[This is a transcript.]
The future is dark, and I don’t mean the upcoming US elections, I mean that stars in the universe will eventually all burn out. They’ll clump together and form black holes. The black holes will evaporate, leaving behind nothing but a very thinly distributed, cold, and dark gas. And that’s how it will remain, forever. Game over.
Well, maybe not. This video was prompted by a question that came in on twitter “If you waited long enough, could quantum fluctuations in the universe create a new one at some point?” The brief answer is, maybe.
The thing is that when the universe is filled with this thinly diluted stuff and entropy is maximal, it’s not that nothing can ever happen again. It might just take a very long time.
You see, if you take, say, two boxes of gas, one with a lower and one with a higher temperature. And you mix them together, then entropy will increase until they reach a uniform temperature. But of course the atoms of the gas are still moving. So every once in a while the gas on the left side will be just a bit warmer. If you wait long enough, there’ll be a moment in which it will be a lot warmer. And if you just wait long enough, indeed it’ll reach its original temperature.
The time it takes for this to happen is called the “recurrence time”. This time is so ridiculously long for actual rooms with actual gas that we never see this happening. But you can calculate it. This is how it works without quantum effects. If you take quantum effects into account, then basically anything that isn’t forbidden by the laws of nature can happen and will eventually happen. It might just take a very long time.
At the end of the universe we have an eternity, which is indeed kind of a long time.
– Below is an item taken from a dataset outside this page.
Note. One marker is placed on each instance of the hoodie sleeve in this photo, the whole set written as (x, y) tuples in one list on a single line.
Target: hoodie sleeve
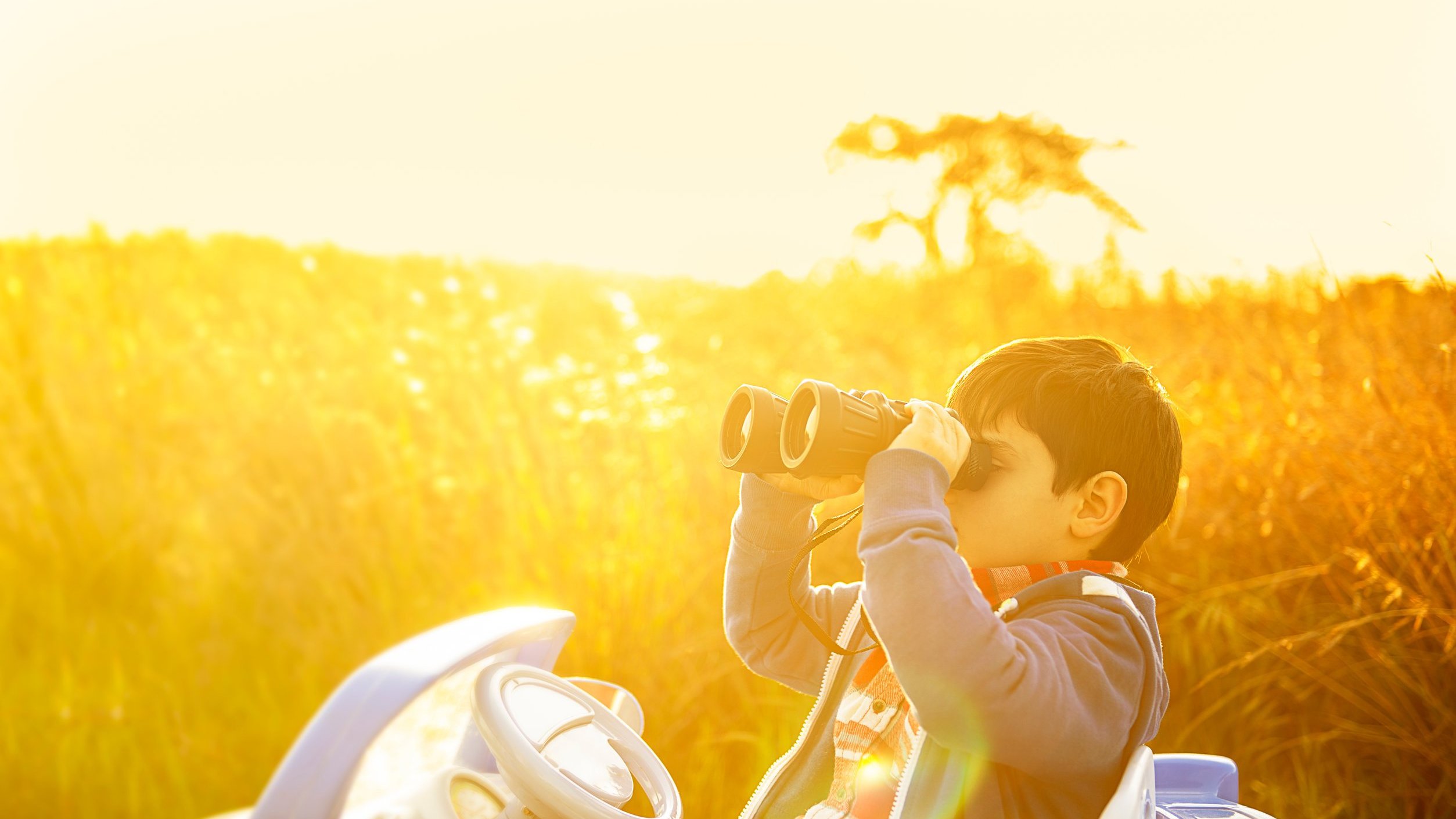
[(766, 534), (1049, 692)]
So maybe this could happen there, that spontaneously entropy decreases.
If you have this thinly distributed soup of particles, just by chance every once in a while, a few of them will come together to form a molecule. Wait even longer and you will get an entire cell, just by chance. Wait longer still and you’ll get a brain. These are the so-called Boltzmann brains, named after … Boltzmann who first thought of this. Wait even longer and you’ll get an entire universe starting out from scratch.
But is this really what would happen? Well, the issue is that whether or not the universe has a recurrence time depends on a mathematical property of its natural laws that’s known as “ergodicity”. Not all natural laws lead to recurrences, and the examples that physicists understand well are much simpler than reality. They’re particles bouncing off each other, like those gas atoms in the box. But in reality, particles stick to each other. Indeed, all this complexity around us comes only from the sticking together.
It's currently unclear whether the laws of nature in our own universe have a recurrence time. Some people, for example Sean Carroll, claim that it can’t be the case because if it was so, then the universe would contain many more Boltzmann brains than conscious beings on planets, like some of us. The argument then goes if Boltzmann brains exist at the end of the universe, it would be extremely likely for us to be a Boltzmann brain. But since smaller fluctuations are more likely than larger ones, we should find ourselves in a very small universe. That isn’t the case - so it must be that the universe doesn’t have recurrences at all.
I don’t think this is a mathematically sound use of probabilities because no one is picking consciousnesses from a pool and distributing them over the duration of the universe, that doesn’t make any sense. Be that as it may, whether the universe has a finite recurrence time is an open problem. So if you’re looking for a PhD topic, why not pick this, in 10 to the 100 billion years or so your thesis might just fluctuate into existence.
Thanks for watching, see you tomorrow.